Going around the circle for introductions and interests, I must have said I enjoyed fantasy. One woman decided that it would add to the conversation to say she “didn’t understand why people read and wrote fantasy and that they must have really boring empty lives if they need to fill it with fairies and whatever. No offence”. It was the “no offence” as she glanced at me that rankled so and frankly, if I was the sort of person that enacted in the physical world what went on in my mind, that woman would have walked out of there with a pen stuck in her eye.
Which brings me in the most round-a-bout of ways to The Book of Speculation. This little exchange—which has stayed with me since—was dredged up as I read this debut novel from Erika Swyler. The book mixes family drama in a small neighbourhood, complicated family history and throws in a deadly curse for good measure. I couldn’t help but think what that woman would have thought reading this softly tense family saga and suddenly coming across the whole magically cursed Tarot cards thing. Well, Ms Judgy McJudge? Too much happening in your overly full and exciting life to read on now that something weird is going on, or are you going to keep reading?
Simon Watson is a librarian, books are his thing. So when bookseller, Martin Churchwarry, buys an antique book on spec and sends Simon an old carnival ledger containing his grandmother’s name, Simon is drawn into an increasingly feverish investigation to seek out the history of the book and consequently his own family. In doing so he uncovers a more sinister part of his family’s past and that his mother was not the only member of the family to drown in strange circumstances on July 24th.

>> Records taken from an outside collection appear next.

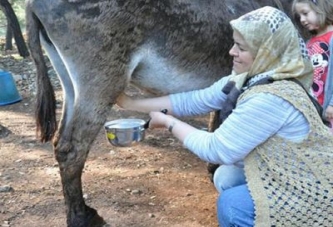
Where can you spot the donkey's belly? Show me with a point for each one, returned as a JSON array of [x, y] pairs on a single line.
[[152, 72]]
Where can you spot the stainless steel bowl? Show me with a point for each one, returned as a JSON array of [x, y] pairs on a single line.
[[125, 132]]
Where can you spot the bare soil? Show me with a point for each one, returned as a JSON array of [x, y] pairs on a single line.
[[156, 183]]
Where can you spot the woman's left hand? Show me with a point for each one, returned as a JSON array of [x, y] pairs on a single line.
[[329, 112]]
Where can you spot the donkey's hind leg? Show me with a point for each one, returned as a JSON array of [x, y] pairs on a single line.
[[71, 150]]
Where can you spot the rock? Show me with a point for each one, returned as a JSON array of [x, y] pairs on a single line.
[[6, 188]]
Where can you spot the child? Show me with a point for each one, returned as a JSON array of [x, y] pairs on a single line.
[[317, 17], [271, 125]]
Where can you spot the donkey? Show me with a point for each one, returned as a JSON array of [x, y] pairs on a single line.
[[98, 47]]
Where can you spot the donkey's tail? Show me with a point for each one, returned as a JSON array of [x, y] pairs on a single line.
[[45, 111]]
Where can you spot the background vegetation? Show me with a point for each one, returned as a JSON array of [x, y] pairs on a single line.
[[18, 7]]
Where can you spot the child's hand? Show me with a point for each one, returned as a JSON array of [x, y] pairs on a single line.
[[329, 112]]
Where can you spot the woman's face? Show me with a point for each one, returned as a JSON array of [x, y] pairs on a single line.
[[241, 54]]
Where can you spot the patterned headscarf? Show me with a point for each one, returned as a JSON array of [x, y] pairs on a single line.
[[279, 50]]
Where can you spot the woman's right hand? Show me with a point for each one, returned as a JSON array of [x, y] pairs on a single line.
[[123, 101]]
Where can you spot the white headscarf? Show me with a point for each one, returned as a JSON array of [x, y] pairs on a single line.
[[275, 43]]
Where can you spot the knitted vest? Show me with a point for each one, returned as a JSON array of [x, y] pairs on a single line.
[[292, 183]]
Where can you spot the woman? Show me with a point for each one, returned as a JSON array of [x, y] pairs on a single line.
[[272, 141]]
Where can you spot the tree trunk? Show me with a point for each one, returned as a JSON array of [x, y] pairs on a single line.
[[9, 38], [15, 27]]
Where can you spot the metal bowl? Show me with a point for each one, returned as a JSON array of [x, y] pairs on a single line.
[[125, 132]]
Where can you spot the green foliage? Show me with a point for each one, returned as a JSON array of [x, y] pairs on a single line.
[[18, 7]]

Simon’s investigation takes us from the Long Island Sound where he lives in his dead parent’s house—perched dangerously on the edge of an eroding cliff above the sea—to a travelling show in the 18th century. Slowly the sea mist clears as the past meets up with the present and the family tree reveals a curse that is dangerously close to being enacted again. The familial threads are tied up neatly, those that reach out from the past of the carnival ledger to meet up with the ones found in the age of Google and database networks. Unless the source of the curse is uncovered, the family tree, with its drowned carnival mermaids, might suffer another watery death as the 24th of July approaches and Simon’s sister Enola makes an unexpected visit after years away.

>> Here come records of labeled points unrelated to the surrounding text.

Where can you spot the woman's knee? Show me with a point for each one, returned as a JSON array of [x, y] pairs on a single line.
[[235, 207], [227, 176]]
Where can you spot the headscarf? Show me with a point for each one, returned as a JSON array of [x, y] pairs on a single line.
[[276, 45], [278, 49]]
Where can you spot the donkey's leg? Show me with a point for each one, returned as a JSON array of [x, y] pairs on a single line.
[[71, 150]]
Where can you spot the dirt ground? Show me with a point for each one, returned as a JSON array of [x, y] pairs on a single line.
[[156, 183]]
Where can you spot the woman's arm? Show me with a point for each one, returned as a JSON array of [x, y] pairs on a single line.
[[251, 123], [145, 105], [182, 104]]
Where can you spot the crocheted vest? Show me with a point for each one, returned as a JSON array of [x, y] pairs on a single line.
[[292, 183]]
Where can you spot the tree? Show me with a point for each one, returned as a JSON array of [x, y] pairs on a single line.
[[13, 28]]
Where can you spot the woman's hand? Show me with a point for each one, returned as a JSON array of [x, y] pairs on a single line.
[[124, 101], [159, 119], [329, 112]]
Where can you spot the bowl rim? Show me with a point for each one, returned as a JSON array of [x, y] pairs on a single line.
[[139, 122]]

The Book of Speculation had that rare quality of what I’ll call “invisible reading”. A style where the technicality of the writing is so good it doesn’t even feel like you’re reading. I realise that makes no sense and sounds almost like I’m describing the suspension in a car advert but there it is.
There is no grit on the lens, nothing to obscure the story itself. What could have been a terribly sentimental sopfest* is a measured piece whose characters seem all the more real for their unsentimentally. But while the unsentimental aspect pleased me greatly, the characters themselves ofttimes suffered from being slightly hollow. While Simon’s arc led to a believably heightened level of emotional crisis, any moments of high emotion from the peripheral characters seemed almost forced. Perhaps this is a symptom of them being secondary characters or perhaps within Simon’s point of view, it is he that cannot connect truly with others.
While, on reflection, the characters are not as well-fleshed out as they could be, the story itself captivated me from beginning to end. The details of the mystical elements were not explicitly spelled out, but I enjoyed the real-world mystery with its sprinkling of supernatural nixie droplets.
*My usual response when I see the words family drama etc. I assumed this would be a whole lot of navel gazing and sentimental reflection. I can even picture the Hollywood version now—cue romantic upbeat music here and then dramatic turn to sombre notes here.